On March 23, 1775, Patrick Henry signaled the coming revolution when he spoke at a Virginia convention and allegedly implored: “Give me liberty, or give me death!”
Relations between the colonists and the government back in Great Britain had steadily deteriorated over the decade since the Stamp Act was passed in 1765. Violence related to the Tea Act and the Boston Tea Party in 1773 led to the imposition of the Coercive or Intolerable Acts a year later.
On September 5, 1774, the first Congress in the United States met in Philadelphia to consider its reaction to the British government’s restraints on trade and representative government after the Boston Tea Party raid. In all, 56 delegates from 12 colonies came to Philadelphia including John Adams, his cousin Samuel Adams, Patrick Henry, Roger Sherman, John Jay, John Dickinson, Richard Henry Lee, and George Washington.
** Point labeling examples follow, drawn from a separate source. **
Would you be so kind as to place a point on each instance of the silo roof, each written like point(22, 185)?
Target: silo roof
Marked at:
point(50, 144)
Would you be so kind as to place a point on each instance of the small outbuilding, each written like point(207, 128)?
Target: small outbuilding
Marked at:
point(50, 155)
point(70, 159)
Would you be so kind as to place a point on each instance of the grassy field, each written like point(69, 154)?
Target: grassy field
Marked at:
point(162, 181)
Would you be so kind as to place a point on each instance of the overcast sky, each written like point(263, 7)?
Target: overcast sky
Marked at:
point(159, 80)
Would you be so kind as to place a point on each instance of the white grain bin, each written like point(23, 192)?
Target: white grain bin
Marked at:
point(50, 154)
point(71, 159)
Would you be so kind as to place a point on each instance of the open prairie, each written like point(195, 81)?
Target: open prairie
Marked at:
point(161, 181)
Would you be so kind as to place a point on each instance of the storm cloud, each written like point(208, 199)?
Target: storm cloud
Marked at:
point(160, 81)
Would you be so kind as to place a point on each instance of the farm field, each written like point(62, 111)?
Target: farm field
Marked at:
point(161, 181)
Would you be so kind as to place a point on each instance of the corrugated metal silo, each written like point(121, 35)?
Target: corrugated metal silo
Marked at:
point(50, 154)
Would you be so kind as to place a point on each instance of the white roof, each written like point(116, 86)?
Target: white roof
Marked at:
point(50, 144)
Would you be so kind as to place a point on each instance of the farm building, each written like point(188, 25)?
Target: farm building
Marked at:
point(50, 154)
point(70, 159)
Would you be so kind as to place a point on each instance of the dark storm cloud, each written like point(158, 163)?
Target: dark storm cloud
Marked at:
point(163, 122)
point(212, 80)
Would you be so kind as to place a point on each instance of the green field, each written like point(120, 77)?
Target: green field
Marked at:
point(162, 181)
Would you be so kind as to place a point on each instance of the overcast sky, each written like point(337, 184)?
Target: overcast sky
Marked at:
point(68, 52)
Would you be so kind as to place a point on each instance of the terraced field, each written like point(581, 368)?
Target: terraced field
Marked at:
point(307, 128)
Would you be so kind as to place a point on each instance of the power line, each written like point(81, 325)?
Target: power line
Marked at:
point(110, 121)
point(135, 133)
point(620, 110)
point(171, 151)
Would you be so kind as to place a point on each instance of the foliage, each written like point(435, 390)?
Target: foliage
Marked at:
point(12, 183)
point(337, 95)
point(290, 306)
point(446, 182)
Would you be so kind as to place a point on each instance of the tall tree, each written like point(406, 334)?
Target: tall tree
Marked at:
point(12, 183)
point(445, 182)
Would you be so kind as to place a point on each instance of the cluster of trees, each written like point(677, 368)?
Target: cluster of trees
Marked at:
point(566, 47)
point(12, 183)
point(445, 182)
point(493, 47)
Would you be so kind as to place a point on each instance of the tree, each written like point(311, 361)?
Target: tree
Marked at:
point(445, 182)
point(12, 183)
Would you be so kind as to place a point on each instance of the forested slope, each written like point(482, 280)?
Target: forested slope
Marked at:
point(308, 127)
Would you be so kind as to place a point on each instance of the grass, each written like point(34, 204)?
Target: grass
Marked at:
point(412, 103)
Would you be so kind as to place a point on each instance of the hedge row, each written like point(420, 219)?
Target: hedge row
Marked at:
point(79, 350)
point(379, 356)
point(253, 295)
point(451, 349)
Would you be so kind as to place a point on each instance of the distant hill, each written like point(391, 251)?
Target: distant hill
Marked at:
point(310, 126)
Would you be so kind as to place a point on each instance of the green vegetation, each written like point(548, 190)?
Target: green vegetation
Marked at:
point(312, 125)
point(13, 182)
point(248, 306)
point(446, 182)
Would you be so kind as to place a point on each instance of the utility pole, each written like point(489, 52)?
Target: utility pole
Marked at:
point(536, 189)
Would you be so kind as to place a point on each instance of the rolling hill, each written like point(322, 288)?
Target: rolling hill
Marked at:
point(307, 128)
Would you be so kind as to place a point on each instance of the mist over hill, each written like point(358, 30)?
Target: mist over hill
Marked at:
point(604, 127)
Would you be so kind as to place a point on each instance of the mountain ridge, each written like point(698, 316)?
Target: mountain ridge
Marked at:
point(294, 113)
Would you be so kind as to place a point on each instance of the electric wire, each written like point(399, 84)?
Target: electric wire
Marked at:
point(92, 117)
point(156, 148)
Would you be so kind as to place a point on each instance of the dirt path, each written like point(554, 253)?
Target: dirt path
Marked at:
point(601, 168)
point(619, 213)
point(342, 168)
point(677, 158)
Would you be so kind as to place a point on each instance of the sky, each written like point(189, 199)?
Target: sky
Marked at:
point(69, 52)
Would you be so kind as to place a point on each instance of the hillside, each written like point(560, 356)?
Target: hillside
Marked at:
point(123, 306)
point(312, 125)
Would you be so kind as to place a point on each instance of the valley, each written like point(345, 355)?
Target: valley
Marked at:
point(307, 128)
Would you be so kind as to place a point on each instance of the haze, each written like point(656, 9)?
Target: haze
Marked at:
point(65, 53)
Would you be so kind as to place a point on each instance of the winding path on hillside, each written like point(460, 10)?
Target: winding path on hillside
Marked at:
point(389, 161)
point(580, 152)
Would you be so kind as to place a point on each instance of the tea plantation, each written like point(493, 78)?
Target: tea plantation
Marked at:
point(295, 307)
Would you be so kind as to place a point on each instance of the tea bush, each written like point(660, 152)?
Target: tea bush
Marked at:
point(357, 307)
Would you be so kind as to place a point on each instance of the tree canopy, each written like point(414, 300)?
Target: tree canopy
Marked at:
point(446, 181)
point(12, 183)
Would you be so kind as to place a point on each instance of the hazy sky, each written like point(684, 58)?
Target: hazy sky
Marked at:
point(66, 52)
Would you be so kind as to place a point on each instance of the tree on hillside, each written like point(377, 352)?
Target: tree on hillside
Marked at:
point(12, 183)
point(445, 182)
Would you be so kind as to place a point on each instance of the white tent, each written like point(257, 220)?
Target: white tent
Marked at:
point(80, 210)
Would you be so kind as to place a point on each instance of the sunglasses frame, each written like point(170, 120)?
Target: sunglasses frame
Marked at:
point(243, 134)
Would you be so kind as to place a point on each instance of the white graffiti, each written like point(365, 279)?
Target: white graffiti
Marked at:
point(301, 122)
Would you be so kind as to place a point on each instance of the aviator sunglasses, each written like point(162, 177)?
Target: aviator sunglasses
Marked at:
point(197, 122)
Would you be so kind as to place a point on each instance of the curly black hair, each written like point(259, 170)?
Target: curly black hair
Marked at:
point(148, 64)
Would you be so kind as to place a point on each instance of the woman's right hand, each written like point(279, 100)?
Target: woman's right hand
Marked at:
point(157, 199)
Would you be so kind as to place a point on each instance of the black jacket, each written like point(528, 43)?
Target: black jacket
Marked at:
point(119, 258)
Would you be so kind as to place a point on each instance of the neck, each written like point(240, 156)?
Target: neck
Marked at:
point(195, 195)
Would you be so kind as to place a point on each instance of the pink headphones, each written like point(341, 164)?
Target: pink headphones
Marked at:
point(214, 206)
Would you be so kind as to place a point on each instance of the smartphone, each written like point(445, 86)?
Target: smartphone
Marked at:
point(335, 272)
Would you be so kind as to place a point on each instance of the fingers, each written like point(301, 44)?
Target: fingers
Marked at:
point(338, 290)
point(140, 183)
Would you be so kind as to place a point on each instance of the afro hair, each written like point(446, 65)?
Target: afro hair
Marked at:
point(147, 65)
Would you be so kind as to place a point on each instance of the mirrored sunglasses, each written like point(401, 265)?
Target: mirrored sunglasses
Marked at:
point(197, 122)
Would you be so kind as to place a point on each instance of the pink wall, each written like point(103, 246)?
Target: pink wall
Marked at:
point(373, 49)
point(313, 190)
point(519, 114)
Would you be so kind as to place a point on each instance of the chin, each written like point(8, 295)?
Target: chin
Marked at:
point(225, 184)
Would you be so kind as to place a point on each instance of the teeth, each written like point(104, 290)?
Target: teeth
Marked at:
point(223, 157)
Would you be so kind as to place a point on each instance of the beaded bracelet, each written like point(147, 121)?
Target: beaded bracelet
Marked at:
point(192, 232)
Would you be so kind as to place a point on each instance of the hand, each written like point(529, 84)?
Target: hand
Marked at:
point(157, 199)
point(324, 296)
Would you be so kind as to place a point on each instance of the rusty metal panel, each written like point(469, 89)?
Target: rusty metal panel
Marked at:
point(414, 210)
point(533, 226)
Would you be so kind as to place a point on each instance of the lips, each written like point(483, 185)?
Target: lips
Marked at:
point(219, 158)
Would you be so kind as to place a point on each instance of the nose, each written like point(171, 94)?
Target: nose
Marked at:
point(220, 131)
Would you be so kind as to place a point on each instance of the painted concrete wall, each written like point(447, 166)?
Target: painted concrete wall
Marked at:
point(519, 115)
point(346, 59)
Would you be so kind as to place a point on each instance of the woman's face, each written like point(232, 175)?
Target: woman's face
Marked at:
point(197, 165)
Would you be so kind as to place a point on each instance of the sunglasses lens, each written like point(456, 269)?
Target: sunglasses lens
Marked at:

During their session in Philadelphia, which ended after about seven weeks of debates, the group agreed to a boycott of British goods within the colonies as a sign of protest, spelled out in the Continental Association. The Association also called for an end of exports to Great Britain in the following year if the Intolerable Acts weren’t repealed.
Henry spoke to the second Virginia convention in March 1775, to discuss the events in Philadelphia and the need to form armed militias in Virginia in case British troops attempted to control the area. There was some opposition in Virginia to any form of organization against the crown, but the persuasive Henry, from accounts given by people at the meetings, ended the convention with an emotional plea.
What isn’t known is what Henry exactly said at the meeting’s end. Years later, biographer William Wirt in 1817 reconstructed the speech based on the recollections of Thomas Jefferson and others. Wirt’s account ends with the famous lines, “Is life so dear, or peace so sweet, as to be purchased at the price of chains and slavery? Forbid it, Almighty God! I know not what course others may take; but as for me, give me liberty or give me death!”
Some historians believe the words attributed to Henry were penned later by Wirt or St. George Tucker, a young attorney at the time of the convention. Loyalist businessman James Parker did write a brief account of the speech in April 1775, where he said Henry insulted King George. “You never heard anything more infamously insolent than P. Henry’s speech: he called the K—— a Tyrant, a fool, a puppet, and a tool to the ministry,” Parker wrote.
The convention passed the resolution offered by Henry to form militias to defend Virginia, and in the following month, fighting broke out at Lexington and Concord between British troops and the colonists, marking the official start of the Revolutionary War.